- Coat of arms
- Location of Obernau (Rottenburg)
- Obernau Obernau
- Coordinates: 48°27′29″N 08°52′12″E﻿ / ﻿48.45806°N 8.87000°E
- Country: Germany
- State: Baden-Württemberg
- Admin. region: Tübingen
- District: Tübingen
- Town: Rottenburg am Neckar

Government
- • Local representative: Horst Schröder

Area
- • Total: 3.78 km^{2} (1.46 sq mi)
- Highest elevation: 498 m (1,634 ft)
- Lowest elevation: 351 m (1,152 ft)

Population (2018)
- • Total: 508
- • Density: 130/km^{2} (350/sq mi)
- Time zone: UTC+01:00 (CET)
- • Summer (DST): UTC+02:00 (CEST)
- Postal codes: 72108
- Dialling codes: (+49) 07472
- Vehicle registration: TÜ
- Website: www.rottenburg.de

= Obernau (Rottenburg) =

Obernau is a suburban district of Rottenburg am Neckar in the administrative district of Tübingen in Baden-Württemberg (Germany).

==Geography==

Obernau is located 6 km (4.35 mi) western from Rottenburg am Neckar in the Neckar valley. The elevation of the territory is 351 to 498 m.

===Extent===

The area of the district is 378 hectares. Thereof fall 54.2% upon agriculturally used area, 34.7% upon forest area, 7.9% upon settlement area and roads, 1.9% upon water expanse and 1.3% upon other.

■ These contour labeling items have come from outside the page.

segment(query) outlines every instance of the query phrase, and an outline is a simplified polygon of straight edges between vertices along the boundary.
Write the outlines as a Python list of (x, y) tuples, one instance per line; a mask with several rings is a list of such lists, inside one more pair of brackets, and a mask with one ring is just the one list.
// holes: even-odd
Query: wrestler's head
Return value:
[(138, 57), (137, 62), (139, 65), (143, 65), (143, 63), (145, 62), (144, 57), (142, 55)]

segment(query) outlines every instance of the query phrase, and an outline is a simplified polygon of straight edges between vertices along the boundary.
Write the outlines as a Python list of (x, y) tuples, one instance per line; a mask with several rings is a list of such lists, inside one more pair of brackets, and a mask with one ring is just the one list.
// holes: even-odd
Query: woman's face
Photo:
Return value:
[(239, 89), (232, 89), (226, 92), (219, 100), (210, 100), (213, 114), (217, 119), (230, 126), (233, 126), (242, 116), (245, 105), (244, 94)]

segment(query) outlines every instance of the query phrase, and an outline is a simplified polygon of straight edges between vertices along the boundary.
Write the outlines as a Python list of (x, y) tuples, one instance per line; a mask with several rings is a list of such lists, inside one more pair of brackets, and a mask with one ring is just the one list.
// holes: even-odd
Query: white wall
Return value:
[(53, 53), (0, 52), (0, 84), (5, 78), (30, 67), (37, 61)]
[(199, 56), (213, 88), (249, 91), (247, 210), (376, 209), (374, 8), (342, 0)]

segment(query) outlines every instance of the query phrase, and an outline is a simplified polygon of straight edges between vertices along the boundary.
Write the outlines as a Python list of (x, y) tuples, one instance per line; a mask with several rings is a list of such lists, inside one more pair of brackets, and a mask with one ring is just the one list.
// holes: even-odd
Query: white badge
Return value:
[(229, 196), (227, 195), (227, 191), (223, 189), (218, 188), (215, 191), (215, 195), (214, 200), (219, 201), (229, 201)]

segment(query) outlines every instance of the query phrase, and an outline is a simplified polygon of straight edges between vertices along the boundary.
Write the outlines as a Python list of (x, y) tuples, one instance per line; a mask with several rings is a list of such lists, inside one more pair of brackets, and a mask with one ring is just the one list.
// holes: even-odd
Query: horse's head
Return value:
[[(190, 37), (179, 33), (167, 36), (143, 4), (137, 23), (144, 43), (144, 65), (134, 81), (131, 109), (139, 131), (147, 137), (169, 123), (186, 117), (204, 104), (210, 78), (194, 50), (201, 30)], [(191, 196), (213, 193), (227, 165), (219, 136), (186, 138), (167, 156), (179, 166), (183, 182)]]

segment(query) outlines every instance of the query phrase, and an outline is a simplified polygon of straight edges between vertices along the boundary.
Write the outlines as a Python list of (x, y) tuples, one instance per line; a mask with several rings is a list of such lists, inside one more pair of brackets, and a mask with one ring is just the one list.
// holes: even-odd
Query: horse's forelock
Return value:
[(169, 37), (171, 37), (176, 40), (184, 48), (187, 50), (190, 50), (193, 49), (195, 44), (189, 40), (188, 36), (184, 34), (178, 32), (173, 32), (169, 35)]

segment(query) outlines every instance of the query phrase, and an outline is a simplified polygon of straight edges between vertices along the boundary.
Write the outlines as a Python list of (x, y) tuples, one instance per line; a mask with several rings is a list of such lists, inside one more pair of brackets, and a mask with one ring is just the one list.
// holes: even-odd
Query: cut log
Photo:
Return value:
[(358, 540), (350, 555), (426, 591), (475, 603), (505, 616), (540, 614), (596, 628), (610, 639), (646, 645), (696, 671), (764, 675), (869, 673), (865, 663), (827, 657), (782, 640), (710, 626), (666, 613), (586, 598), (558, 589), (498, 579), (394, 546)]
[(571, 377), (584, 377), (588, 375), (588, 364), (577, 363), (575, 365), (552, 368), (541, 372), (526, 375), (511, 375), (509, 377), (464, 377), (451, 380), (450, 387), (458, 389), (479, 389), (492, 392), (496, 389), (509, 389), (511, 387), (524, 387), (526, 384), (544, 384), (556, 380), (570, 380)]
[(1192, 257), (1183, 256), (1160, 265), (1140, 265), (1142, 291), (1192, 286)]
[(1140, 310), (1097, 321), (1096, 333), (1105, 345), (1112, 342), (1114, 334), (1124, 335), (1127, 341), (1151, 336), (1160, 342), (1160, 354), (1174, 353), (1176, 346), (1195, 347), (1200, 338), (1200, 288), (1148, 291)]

===Neighbour localities===

The territories of the following villages adjoin to Obernau, they are called clockwise beginning in the north: Nellingsheim, Bad Niedernau, Schwalldorf and Bieringen. (All villages are in the admin. district of Tübingen).

==Population==

Obernau has a population of 503 people (31/01/08) and is therefore the second smallest district of Rottenburg. At an area of 3.78 km² (2.2 sq mi) this corresponds to a population density of 133 people per km², or 345 per sq mi.

===Faiths===

The population of the village is predominantly Roman Catholic.